As for the historical dispute, the facts according to the Book of Clinton naturally enough don't jibe with the administration's. And after simmering for a while, the current secretary of state and defensive linewoman, Condi Rice, struck back in much the same tone. ("Rice Boils Over at Bubba/Rips 'Flatly False'/Claim . . . New York Post, Tuesday, Sept. 26, 2006.)
Gosh, with the Clinton people blaming the Bush people for 9/11, and the Bush people blaming the Clinton people, do you think the terrorists might have had anything at all to do with it?

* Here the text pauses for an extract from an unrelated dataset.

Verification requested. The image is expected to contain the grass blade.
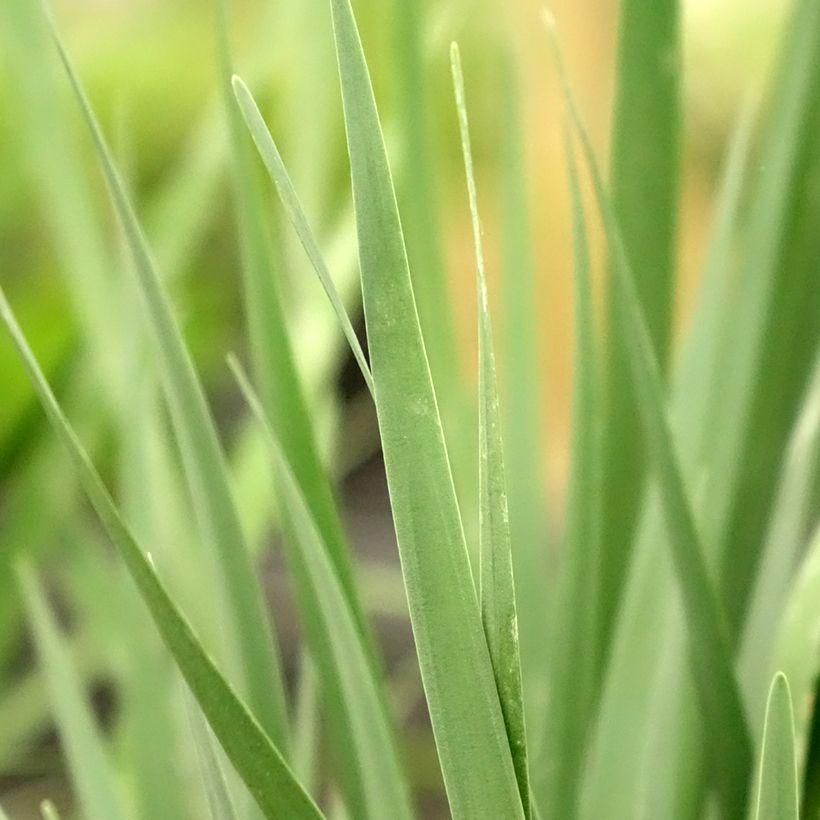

In the end, the only thing clear about this battle of fact versus counter-fact is that there's quite enough blame to go around. What sticks in the mind isn't all the history-in-hindsight but the huffy-puffy tone of this whole debate and micturition match. It's not exactly Wendell Wilkie discussing FDR's foreign policy during another war. The phrase Loyal Opposition had more basis then.
The approach of midterm elections seems to bring out the Bill Clinton I remember from his Arkansas period, when he tended to enjoy a testy exchange now and then at the Governor's Mansion. On one such occasion, all I'd done to set him off was to make a mild suggestion, and Gentle Reader will know what a meek, non-controversial fellow I am, a regular Chris Wallace.
I'd suggested that, by appointing his own quasi-judicial, yellow-dog Democrat commission to investigate the business affairs of his Republican rival Sheffield Nelson, Gov. Clinton had committed an abuse of power comparable to those of the Faubus Years. Whereupon he flew into one of his rages. Imagine that.
What I remember most about that little blowup so long ago was how programmed his fury seemed. His taking after Chris Wallace brought it all back. There didn't seem any authentic anger, any moral force, behind his words that long-ago day, just petty irritation expressed at high volume.
Ditto his interview Sunday on Fox News. He was making the same mistake the country's current president makes from time to time substituting bluster for reason.
But there are few things more amusing in these dolorous days than Bill Clinton demanding that the truth be told! It's hard to take him seriously when he gets all righteous on us. No character, no real choler.
This, too, will pass. When the grand show/press conference at the Governor's Mansion was over that long-ago day, Gov. Clinton made a point of shaking my hand on the way out and even soliciting my political advice, as worthless then as it is now. But the guy never misses a chance to work the crowd.